Ground-source heat pumps work by extracting heat stored in the ground. At depths of a metre or more, there is a store of heat that can be tapped for heating in the winter. The most practical ways of extracting this energy are to bury pipes in the ground in horizontal trenches at a depth of one or two metres or by using vertical boreholes. Fluid passed through these pipes absorbs the heat from the ground and then enters a compressor that raises it to a higher temperature, which can then heat water for the heating and hot-water circuits of the premises. These premises could have residential, commercial or industrial uses: any building that wants to make its heating system more efficient and renewable could benefit from ground-source heat.
All ground-source heat pumps are dependent on ground loops for efficiency. If the temperature of the water coming in from the loop field falls below 5°C, heat pumps are forced to work harder to maintain thermostat settings. This uses more energy and results in higher operating costs. The Rygan coaxial system can provide efficient ground-loop temperatures with about half the borehole requirements of traditional plastic ground loops, it is claimed. The Rygan composite material presents less resistance to heat transfer between the ground and the heat pump, thereby enabling it to collect more heat with less drilling.
Furthermore, Rygan produces a system suitable for depths beyond that conventional ground loops can achieve – as deep as 460 metres in the USA. This enables access to the warmer formation temperatures that are off limits to traditional ground loops, it says. For larger projects such as tower blocks, this can be particularly advantageous and cost-effective. Fewer boreholes mean a lower space requirement, which has significant benefits in urban areas where space might be limited. This advantage means more urban and metropolitan venues become eligible for geo-based sustainability options.

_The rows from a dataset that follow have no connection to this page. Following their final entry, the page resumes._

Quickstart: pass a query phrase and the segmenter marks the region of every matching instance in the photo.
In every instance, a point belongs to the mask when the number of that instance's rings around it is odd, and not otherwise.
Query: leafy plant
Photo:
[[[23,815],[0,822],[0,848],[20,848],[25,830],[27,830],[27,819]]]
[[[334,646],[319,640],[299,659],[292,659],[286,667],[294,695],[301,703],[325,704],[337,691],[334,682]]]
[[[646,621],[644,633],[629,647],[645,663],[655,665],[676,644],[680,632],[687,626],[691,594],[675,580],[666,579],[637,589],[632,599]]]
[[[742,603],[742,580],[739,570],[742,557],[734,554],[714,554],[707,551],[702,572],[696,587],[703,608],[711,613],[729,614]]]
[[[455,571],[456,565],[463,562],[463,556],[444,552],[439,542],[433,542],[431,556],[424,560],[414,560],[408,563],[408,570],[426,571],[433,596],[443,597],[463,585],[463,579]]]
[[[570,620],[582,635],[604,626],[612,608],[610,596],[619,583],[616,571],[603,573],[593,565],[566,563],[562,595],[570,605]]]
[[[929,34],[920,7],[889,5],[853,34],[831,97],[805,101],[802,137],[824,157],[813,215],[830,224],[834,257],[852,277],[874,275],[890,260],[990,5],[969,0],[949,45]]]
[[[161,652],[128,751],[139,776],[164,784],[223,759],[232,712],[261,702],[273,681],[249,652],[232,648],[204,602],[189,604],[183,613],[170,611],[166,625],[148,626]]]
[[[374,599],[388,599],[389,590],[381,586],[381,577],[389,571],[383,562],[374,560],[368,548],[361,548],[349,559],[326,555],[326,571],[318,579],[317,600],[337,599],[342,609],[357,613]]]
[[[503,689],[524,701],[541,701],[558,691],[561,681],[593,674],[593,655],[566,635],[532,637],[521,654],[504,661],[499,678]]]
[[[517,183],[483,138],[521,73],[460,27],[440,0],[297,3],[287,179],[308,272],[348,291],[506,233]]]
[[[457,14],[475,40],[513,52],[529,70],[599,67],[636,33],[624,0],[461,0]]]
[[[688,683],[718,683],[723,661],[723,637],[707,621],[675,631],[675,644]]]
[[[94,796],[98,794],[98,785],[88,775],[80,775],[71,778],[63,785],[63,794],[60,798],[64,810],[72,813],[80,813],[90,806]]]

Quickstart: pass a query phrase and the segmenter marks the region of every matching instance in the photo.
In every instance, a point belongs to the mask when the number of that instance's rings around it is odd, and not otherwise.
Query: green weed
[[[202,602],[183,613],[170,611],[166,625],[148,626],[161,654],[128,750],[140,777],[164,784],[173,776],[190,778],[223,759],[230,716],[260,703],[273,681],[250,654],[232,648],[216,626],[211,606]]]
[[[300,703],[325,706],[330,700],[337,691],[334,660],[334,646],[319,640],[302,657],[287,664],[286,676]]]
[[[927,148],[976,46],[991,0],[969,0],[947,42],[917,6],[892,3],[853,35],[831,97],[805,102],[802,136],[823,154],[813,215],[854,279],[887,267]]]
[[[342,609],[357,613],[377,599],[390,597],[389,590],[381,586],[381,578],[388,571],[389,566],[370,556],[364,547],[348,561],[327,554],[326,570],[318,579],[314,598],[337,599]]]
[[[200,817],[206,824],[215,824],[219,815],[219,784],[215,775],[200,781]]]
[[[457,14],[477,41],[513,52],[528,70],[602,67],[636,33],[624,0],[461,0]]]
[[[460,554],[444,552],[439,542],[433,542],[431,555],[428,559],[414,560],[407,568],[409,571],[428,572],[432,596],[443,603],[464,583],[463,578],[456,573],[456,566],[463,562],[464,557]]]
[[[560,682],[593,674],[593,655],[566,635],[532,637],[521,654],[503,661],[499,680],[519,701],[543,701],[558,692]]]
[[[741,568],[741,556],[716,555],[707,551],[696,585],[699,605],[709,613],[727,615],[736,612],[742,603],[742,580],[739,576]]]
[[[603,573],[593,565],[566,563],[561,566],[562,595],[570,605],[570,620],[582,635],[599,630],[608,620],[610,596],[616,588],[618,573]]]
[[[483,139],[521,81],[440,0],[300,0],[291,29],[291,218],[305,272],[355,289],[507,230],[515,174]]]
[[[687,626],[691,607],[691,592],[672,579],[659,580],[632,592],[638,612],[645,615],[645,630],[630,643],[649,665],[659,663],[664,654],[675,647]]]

“To be able to offer this pioneering technology to our clients is an exciting prospect,” said Drilling Supplies managing director Phil Smith.
“RSK has clearly demonstrated both aptitude and commitment in helping its client base meet sustainability objectives,” said Rygan chief operating officer Lane Lawless. “RSK understands that demand-side reduction is mission critical for achieving meaningful sustainability and is now exclusively poised to deliver the most efficient, closed-loop geothermal systems in the UK and Ireland. These systems will be delivered with the least amount of property disruption, drilling and time on-site. The warm, comfortable environment demanded by the occupants of homes and buildings just became exponentially more achievable and economical for RSK’s client base.”